For the 2012 edition of the Bain&Company study for the Forum d'Avignon, we wanted to analyse seven years of digital revolution but at the same time to project into the future!
We tried to understand, through a vast consumer investigation, if the range of technologies supposed to revolutionize their usages had kept their promises and what were their reasons to hope.
A first conclusion is clear: we have not yet reached the “age of reason” of cultural industries. The rhythm of new launches and adoptions of innovations, far from slowing down, had a tendency to accelerate these past few years.
Whereas it took almost two years to Apple to sell 1 million of iPods, one month was enough to sell the same amount of iPads. Facebook has caught up with Google, growing from 60 millions of active users in 2008 to more than 950 millions today.
Moreover, our economic analysis suggests that the different cultural industries are submitted to cycles, during which exogenous shocks are followed by reinvention periods, sometimes painful, but often fecund of new models and jobs.
- Could you, exclusively, give us some elements of the survey?
This year again, the Bain survey for the Forum d'Avignon of 6000 consumers on four continents contains surprises.
For example, the legal music diffusion sources (downloads, streaming, etc.) represent today more than a third of total consumption, even if they still have some trouble to be monetized.
The investigations also shows that 50% of touch pads owners already have stopped to use TV to watch some contents, like news and fictions.
It also reveals that the democratization of smartphones and pads as a game terminal has been beneficial for the casual gaming, to which a large part of gamers already devote more than 50% of their playing time.
And eventually, whether it concerns music, audiovisual, games or books, the Bain study highlights the growing influence of social networks in the consumers’ choices.
- Today's innovation look like they appear from everywhere, without order or direction lines.

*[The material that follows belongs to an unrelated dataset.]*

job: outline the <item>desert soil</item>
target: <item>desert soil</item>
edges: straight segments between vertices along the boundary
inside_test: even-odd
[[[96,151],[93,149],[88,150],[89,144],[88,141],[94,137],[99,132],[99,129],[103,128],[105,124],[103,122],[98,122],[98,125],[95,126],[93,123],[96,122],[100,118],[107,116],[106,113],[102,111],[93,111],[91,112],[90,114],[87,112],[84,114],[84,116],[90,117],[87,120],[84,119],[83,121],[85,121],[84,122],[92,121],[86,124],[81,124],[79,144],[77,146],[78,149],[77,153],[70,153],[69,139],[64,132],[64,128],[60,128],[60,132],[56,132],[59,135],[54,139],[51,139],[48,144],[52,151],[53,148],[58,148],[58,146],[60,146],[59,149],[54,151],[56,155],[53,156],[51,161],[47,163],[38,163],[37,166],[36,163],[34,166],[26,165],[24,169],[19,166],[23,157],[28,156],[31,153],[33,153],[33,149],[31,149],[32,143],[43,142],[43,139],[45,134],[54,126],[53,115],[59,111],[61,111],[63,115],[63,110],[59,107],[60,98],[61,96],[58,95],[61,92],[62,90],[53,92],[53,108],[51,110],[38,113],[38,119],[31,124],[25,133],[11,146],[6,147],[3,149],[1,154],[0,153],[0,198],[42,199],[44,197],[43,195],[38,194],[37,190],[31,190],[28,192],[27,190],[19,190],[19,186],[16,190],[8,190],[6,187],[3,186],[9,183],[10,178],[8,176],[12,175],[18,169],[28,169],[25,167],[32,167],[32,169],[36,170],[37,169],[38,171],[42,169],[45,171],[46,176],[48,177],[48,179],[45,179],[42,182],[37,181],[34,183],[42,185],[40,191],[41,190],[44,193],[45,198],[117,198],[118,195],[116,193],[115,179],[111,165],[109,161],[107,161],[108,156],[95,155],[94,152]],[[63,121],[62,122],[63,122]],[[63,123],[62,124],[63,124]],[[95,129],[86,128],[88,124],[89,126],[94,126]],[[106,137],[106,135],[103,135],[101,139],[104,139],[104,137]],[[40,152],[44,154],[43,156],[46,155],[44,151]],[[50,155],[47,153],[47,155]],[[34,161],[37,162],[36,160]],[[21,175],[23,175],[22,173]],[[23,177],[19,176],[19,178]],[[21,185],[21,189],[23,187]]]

Are there any underlying trends that would enable to segment them?
The study indeed underlines how much these innovations are in reality the expression of some in-depth trends:
- Abundance, because access to unlimited content is now obvious for all the consumers worldwide;
- Personalization and segmentation of the tastes, that transcend society beyond cultural goods and services, is at its paroxysm;
- “Crossroads of usages” have emerged, Google and Facebook first;
- Social networks’ supremacy concerning the usages of online media;
- Increasing involvement of the publics in the dialogue, the discovery and the dissemination of works.
Digital innovations, which have marked these last years and revolutionized our daily lives, are all in one way or another, the expression of one of these trends or of their combination.
- What is your reason to hope?
As a matter of fact, we have identified many!
First, the analysis of consumers’ expectations reveals a never-ending thirst for culture and a wish for new experiences.
Then, our economic projections suggest that a return to pre-crisis levels is conceivable at a global level in 2012, in particular thanks to emerging markets.
Finally, our analyses predict the emergence of what we call the “middle-earth”: an intermediary space between mainstream and specialized content that could turn diversity into an essential driving force of creation in the cultural industries.